Historicamente, de acordo com o magistério de Washington de Barros Monteiro, a novação "desempenhava papel de grande relevo no direito romano, porquanto nesse direito, uma vez contraída determinada obrigação, não mais se poderia alterar, exceto através de nova obrigação, que se substituísse à primeira".1

Assim sendo, a novação, tal qual era utilizada no direito romano, alicerçava o princípio da intransmissibilidade das obrigações, antagônico à livre transmissão do crédito e à liberdade das transações.

Por isso, a maioria dos países retirou de seus códigos a figura da novação, ou lhe diminuiu o relevo, como é o caso da Alemanha e Suíça.

O Código Civil Brasileiro de 2002 manteve a novação, nos termos dos arts. 360/367 do CC, atribuindo-lhe, segundo Washington de Barros Monteiro,2 características próprias e efeitos jurídicos apreciáveis, diferindo radicalmente do conceito romano.

Na verdade, a novação hoje é opcional, se o objetivo é a transformação do pacto obrigacional, quando nos seus primórdios era o único meio.
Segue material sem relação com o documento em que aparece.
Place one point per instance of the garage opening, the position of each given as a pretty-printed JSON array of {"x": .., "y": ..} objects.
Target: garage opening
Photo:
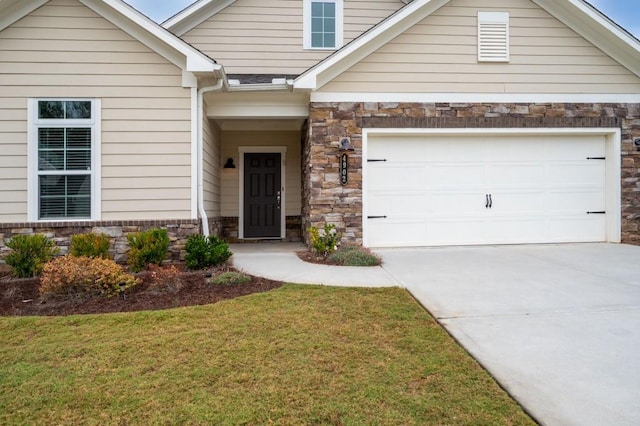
[{"x": 433, "y": 188}]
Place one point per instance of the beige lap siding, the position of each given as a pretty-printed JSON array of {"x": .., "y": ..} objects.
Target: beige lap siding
[
  {"x": 232, "y": 140},
  {"x": 265, "y": 36},
  {"x": 211, "y": 166},
  {"x": 439, "y": 55},
  {"x": 65, "y": 50}
]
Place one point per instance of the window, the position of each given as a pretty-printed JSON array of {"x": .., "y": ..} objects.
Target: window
[
  {"x": 493, "y": 37},
  {"x": 63, "y": 149},
  {"x": 323, "y": 21}
]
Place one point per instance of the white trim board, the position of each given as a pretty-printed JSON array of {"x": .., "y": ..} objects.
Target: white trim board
[
  {"x": 477, "y": 97},
  {"x": 282, "y": 150},
  {"x": 613, "y": 171}
]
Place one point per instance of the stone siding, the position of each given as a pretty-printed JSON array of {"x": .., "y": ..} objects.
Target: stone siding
[
  {"x": 61, "y": 232},
  {"x": 325, "y": 200}
]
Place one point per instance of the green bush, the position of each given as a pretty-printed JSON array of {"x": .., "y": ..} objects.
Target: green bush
[
  {"x": 326, "y": 241},
  {"x": 203, "y": 252},
  {"x": 72, "y": 276},
  {"x": 29, "y": 254},
  {"x": 147, "y": 247},
  {"x": 232, "y": 278},
  {"x": 89, "y": 245},
  {"x": 354, "y": 256}
]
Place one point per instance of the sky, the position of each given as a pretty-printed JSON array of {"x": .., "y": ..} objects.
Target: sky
[{"x": 625, "y": 13}]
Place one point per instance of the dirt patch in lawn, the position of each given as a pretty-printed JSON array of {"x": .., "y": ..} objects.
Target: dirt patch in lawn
[{"x": 20, "y": 296}]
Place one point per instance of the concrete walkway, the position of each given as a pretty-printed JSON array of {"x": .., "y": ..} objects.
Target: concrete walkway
[
  {"x": 278, "y": 261},
  {"x": 558, "y": 326}
]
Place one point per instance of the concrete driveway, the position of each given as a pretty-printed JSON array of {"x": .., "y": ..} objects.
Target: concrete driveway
[{"x": 557, "y": 325}]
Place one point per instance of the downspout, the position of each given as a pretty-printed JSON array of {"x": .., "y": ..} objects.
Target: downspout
[{"x": 203, "y": 214}]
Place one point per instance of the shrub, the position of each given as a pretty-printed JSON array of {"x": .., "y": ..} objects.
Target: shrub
[
  {"x": 29, "y": 254},
  {"x": 232, "y": 278},
  {"x": 203, "y": 252},
  {"x": 89, "y": 245},
  {"x": 354, "y": 256},
  {"x": 73, "y": 276},
  {"x": 162, "y": 280},
  {"x": 147, "y": 247},
  {"x": 325, "y": 241}
]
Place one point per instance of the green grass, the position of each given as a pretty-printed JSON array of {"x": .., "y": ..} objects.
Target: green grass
[{"x": 297, "y": 355}]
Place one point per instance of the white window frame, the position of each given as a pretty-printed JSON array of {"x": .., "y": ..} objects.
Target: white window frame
[
  {"x": 33, "y": 172},
  {"x": 493, "y": 37},
  {"x": 339, "y": 24}
]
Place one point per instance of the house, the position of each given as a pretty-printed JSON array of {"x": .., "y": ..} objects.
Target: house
[{"x": 404, "y": 123}]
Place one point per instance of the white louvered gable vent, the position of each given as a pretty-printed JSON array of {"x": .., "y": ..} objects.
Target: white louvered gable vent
[{"x": 493, "y": 37}]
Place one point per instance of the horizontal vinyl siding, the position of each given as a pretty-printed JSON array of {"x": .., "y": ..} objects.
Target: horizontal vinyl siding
[
  {"x": 212, "y": 164},
  {"x": 265, "y": 36},
  {"x": 440, "y": 55},
  {"x": 65, "y": 50},
  {"x": 232, "y": 140}
]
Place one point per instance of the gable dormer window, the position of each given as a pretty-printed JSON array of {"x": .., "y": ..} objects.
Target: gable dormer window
[
  {"x": 323, "y": 21},
  {"x": 493, "y": 37}
]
No direito do trabalho, é difícil aplicar o conceito de novação, uma vez que pressupõe a substituição de um dos obrigados ou a extinção da obrigação anterior, por meio de nova obrigação. No primeiro caso, só teria aplicação no direito do trabalho a substituição do empregador. No segundo caso, torna-se delicado comprovar a extinção de obrigações e constituição de outras, em contratos de muitos anos que podem, inclusive, ser verbais. Além disso, nossas normas trabalhistas, de proteção ao empregado, não permitem que se acate, na maioria das vezes, a extinção de obrigações anteriores, por parte do empregador, mesmo mediante a assinatura de novo contrato.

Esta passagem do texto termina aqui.